GUARDS at Australia’s detention center on Manus island are ordered to carry hooked knives.
The knives are used to cut ropes when asylum seekers try to hang themselves.
This is the harsh reality of Australia’s so-called Pacific Solution.
Here’s another reality – in one sleeping area in Foxtrot compound 122 men sleep in a steaming hot, darkened room with no air-conditioning.
Large, industrial fans are spaced unevenly between the beds, leaving little room for people to move.
And another reality: these are men – 1296 of them – living with the dark memories of the February 17 riot that claimed the life of 23-year-old Iranian man Reza Berati.
Broken window panes in the dining hall at Oscar compound, missing windows in Mike compound, bullet holes in a large white container exposing – like wounds – the rusted brown interior.
“They hit him and he fell from here and they hit him till he died,” one asylum seeker said of Berati, pointing to a stairwell in Mike compound.
“They hit him in the head until he died.” Guards and immigration officials quickly moved us on.
On Friday, a select group of media organisations including AAP was permitted rare access to the centre by court order as part of a Papua New Guinea human rights inquiry into the treatment of asylum seekers.
We were not allowed to interview staff or detainees.
Men in Delta, Foxtrot and Oscar compounds held pictures of Berati.
“Please report this, we want freedom,” shouted one man, who gripped tightly onto the shoulder of this journalist.
“Please, we can’t sleep. We are scared all the time.”
Another became visibly upset. “Six months, seven months, eight months like this here,” he said.
“We have no (running) water, no safety.”
In Delta compound, media were shown filthy toilets with no running water, while in another compound there were broken showers.
This part of the facility is constructed on the remains of the old Manus Island detention centre, built so the Howard government could implement the first instalment of the Pacific Solution.
Tightly packed shipping containers in rows, each one sleeping four or five men.
Facing each other, the walkway between them is shielded from the heavy and frequent Manus rains by a metal roof.
Peering down, you can barely make out the faces of the men in the dark.
There are vast differences in the quality of the compounds.
While Delta and Foxtrot compounds are extremely run down, others are not.
Mike compound is made up of blazing white shipping containers stacked on top of each other.
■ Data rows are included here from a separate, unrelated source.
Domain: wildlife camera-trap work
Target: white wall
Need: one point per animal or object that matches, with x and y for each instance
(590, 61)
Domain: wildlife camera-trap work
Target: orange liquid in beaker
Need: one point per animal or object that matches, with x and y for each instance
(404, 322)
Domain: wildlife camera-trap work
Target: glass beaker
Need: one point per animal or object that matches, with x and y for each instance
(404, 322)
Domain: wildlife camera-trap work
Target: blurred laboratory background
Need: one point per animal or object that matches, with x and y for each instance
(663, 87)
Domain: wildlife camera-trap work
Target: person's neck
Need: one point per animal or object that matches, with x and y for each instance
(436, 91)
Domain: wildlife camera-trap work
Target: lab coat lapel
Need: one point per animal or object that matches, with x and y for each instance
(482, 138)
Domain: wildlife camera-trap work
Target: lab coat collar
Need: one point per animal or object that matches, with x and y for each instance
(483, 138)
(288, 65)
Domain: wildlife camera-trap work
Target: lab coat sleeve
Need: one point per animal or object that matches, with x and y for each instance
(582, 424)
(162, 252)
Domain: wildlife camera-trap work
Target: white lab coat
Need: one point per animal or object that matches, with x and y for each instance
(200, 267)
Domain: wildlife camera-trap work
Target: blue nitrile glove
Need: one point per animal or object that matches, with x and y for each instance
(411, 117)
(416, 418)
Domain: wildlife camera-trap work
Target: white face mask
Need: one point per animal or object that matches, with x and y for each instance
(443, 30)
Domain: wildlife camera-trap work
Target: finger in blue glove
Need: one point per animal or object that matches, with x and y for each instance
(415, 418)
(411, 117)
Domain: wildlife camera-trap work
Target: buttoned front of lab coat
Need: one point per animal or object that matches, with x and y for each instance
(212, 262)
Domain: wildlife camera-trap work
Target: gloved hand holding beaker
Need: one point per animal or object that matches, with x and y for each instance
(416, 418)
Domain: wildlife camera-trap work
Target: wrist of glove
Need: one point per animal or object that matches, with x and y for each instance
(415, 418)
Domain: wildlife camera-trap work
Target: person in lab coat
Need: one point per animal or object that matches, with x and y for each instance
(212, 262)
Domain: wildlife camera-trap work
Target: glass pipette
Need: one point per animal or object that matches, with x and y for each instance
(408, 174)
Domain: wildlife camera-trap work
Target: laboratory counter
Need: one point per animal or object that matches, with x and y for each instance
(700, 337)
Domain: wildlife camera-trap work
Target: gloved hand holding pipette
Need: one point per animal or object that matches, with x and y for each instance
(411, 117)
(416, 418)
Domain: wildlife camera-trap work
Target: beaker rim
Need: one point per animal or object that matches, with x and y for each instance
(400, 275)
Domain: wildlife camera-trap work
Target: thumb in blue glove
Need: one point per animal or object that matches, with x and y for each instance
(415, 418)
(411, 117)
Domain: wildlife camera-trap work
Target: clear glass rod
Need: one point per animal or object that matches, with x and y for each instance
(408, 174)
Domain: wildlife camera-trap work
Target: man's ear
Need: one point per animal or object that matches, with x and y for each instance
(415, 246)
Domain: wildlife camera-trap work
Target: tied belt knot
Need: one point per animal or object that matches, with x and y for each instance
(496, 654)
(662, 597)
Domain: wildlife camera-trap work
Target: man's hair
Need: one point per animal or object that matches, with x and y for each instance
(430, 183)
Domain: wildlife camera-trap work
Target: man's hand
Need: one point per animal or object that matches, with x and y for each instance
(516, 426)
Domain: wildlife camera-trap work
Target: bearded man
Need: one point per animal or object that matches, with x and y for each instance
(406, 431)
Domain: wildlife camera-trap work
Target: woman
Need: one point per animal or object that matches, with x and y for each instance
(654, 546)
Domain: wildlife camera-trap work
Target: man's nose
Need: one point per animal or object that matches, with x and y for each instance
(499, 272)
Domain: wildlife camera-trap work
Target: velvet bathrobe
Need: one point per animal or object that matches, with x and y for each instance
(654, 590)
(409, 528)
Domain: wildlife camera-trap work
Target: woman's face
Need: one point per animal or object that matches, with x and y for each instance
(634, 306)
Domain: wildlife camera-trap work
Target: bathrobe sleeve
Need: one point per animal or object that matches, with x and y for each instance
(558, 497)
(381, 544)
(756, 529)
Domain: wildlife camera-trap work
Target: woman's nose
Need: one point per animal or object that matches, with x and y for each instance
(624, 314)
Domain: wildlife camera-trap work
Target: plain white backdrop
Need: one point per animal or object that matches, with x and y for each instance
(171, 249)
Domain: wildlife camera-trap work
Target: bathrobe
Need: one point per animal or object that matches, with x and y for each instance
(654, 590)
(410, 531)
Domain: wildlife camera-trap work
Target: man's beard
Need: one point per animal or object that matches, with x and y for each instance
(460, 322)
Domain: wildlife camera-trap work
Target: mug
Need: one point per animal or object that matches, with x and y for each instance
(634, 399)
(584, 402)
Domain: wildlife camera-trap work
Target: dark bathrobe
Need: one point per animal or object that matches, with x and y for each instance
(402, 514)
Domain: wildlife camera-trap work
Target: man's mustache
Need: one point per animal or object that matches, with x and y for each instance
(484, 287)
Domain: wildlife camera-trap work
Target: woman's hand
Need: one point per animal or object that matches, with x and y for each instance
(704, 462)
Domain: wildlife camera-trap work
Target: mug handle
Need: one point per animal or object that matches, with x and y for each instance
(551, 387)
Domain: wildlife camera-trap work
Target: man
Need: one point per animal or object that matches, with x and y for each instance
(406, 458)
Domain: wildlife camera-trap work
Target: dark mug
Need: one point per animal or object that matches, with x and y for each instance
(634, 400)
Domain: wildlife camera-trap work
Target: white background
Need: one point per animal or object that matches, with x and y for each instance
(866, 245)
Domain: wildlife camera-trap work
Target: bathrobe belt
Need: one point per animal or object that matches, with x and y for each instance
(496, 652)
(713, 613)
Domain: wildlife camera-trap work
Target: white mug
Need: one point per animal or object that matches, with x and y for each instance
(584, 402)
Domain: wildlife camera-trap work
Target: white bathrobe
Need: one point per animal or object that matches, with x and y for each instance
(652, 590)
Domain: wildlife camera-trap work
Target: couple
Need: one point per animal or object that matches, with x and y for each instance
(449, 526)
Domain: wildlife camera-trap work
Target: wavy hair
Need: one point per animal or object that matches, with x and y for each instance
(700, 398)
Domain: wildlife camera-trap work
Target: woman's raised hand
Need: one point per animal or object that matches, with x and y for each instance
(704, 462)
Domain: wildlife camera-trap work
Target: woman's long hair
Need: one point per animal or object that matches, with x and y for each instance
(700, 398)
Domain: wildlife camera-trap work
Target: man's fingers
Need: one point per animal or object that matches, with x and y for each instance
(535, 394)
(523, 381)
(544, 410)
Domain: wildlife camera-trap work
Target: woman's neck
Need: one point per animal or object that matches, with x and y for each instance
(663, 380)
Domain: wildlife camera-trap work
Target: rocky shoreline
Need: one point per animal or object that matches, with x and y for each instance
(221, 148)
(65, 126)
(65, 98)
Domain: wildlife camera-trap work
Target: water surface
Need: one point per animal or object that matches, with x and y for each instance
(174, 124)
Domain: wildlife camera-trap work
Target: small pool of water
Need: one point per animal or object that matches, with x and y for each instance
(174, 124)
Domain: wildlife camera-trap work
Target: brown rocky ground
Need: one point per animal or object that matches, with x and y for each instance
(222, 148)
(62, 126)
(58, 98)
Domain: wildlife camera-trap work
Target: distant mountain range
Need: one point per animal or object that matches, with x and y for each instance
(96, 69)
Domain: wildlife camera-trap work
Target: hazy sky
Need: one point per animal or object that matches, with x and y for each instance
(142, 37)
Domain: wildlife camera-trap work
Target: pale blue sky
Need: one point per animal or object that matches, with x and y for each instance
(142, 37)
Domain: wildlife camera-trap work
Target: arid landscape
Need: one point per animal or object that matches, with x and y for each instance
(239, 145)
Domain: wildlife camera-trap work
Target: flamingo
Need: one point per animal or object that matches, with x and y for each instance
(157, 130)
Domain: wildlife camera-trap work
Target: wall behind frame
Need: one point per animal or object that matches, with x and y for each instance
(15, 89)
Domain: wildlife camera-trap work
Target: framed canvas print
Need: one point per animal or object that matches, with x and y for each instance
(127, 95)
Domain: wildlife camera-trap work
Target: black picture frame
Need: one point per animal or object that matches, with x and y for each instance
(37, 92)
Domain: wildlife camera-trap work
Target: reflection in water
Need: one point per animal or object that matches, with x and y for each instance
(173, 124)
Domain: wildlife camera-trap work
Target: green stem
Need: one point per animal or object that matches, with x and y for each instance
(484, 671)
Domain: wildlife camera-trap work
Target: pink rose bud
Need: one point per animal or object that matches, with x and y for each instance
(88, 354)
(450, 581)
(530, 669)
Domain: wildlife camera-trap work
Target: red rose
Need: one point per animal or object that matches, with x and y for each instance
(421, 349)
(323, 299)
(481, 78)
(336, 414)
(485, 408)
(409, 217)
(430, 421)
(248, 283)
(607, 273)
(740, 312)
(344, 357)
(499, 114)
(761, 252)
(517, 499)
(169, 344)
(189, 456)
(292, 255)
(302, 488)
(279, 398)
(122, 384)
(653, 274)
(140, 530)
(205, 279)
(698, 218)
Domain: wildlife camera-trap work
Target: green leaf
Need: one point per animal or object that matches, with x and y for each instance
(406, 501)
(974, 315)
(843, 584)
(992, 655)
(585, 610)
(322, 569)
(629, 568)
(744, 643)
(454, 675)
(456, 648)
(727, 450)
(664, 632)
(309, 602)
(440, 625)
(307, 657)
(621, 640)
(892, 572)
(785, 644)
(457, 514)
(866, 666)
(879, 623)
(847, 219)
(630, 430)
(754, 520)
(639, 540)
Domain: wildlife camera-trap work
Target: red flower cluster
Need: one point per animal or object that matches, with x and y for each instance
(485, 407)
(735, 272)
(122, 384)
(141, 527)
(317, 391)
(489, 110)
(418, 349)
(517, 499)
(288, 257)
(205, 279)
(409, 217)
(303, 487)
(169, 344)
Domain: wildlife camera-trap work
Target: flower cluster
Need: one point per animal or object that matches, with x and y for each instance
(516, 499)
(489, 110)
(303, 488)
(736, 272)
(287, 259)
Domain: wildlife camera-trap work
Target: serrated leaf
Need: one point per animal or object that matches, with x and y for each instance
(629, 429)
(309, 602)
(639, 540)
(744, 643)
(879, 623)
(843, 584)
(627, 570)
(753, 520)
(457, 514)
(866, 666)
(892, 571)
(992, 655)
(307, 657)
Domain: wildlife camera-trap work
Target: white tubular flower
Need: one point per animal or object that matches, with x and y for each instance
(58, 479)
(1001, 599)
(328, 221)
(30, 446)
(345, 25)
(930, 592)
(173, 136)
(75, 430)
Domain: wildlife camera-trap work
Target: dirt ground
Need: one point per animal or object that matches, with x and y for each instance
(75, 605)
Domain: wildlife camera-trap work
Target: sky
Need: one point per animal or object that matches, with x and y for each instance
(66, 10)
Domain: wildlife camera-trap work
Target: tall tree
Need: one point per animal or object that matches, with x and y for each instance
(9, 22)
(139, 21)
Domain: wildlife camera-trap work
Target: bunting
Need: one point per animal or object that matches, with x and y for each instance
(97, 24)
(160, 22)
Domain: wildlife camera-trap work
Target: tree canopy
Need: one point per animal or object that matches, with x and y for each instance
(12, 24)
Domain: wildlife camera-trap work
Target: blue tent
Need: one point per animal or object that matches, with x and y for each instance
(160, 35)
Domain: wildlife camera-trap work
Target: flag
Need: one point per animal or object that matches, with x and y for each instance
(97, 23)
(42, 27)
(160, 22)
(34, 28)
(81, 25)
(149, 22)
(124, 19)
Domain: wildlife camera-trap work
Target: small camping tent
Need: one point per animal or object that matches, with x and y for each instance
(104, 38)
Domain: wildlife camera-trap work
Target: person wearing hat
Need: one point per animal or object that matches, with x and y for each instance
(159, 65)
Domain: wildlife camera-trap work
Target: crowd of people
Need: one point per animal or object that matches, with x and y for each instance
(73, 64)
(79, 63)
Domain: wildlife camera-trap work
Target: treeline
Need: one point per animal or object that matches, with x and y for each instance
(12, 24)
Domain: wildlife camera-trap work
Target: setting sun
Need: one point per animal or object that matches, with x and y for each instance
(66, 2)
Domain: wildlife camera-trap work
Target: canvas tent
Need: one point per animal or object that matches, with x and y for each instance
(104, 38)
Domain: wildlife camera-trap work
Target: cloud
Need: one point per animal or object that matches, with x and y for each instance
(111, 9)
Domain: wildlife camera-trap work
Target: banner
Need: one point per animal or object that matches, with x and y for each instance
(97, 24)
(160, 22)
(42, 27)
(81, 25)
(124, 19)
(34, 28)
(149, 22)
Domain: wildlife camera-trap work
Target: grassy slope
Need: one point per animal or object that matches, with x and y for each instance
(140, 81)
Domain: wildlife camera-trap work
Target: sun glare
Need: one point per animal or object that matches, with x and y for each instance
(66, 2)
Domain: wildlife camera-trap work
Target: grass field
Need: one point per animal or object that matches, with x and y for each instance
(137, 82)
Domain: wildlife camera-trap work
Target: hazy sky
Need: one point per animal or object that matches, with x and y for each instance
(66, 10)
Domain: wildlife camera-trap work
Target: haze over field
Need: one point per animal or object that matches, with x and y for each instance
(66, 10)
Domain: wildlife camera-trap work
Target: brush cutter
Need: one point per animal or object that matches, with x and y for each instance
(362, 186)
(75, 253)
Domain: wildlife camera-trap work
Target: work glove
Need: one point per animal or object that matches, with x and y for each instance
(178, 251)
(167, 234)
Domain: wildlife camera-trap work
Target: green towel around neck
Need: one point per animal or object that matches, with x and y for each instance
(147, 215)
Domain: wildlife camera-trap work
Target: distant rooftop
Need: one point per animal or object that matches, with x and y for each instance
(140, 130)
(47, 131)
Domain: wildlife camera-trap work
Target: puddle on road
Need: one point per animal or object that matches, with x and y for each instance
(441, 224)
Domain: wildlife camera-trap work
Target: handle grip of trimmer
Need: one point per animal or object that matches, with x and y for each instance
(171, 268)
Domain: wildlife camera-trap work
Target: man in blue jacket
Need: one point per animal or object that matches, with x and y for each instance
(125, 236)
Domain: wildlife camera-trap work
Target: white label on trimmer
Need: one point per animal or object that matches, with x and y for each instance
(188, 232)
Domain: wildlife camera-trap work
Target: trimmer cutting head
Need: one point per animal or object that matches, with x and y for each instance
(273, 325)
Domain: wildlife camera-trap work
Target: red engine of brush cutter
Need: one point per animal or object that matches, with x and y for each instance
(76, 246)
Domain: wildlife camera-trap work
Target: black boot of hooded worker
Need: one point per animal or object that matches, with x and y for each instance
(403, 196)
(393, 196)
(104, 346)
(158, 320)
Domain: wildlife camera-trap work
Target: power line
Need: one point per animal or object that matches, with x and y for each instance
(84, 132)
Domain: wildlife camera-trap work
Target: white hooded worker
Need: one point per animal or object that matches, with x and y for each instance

Each room sleeps four men.
In Oscar compound – made up of a dining hall and large marquee sleeping halls for up to 50 men – showers were broken.
In one of these sleeping halls the words, “you’ll never find a rainbow if you keep looking down”, are scrawled on a wall above one of the bunk beds.
The beds are spaced about a foot apart.
The court party was informed there are fewer tables in the dining halls since the riot, with none in one compound.
Next to Oscar compound, behind a large corrugated iron fence, is the mental health sleeping quarters.
Inside, a bearded man clutches his violently shaking right hand to his chest.
“I am from Syria, please I want freedom,” he said.
Next to Mike compound is “the green zone” where asylum seekers can make calls to their families at night.
But there’s nothing safe about it.
An asylum seeker points out a bullet hole in a metal support beam – another memory of February 17.
As the team of court officials and media walks between Oscar and Delta compounds, men hang against the fences and stare at us silently.
One group of about eight men stand with their faces pressed against the rusted metal.
To their right: a sign ordering guards to carry the hooked knives.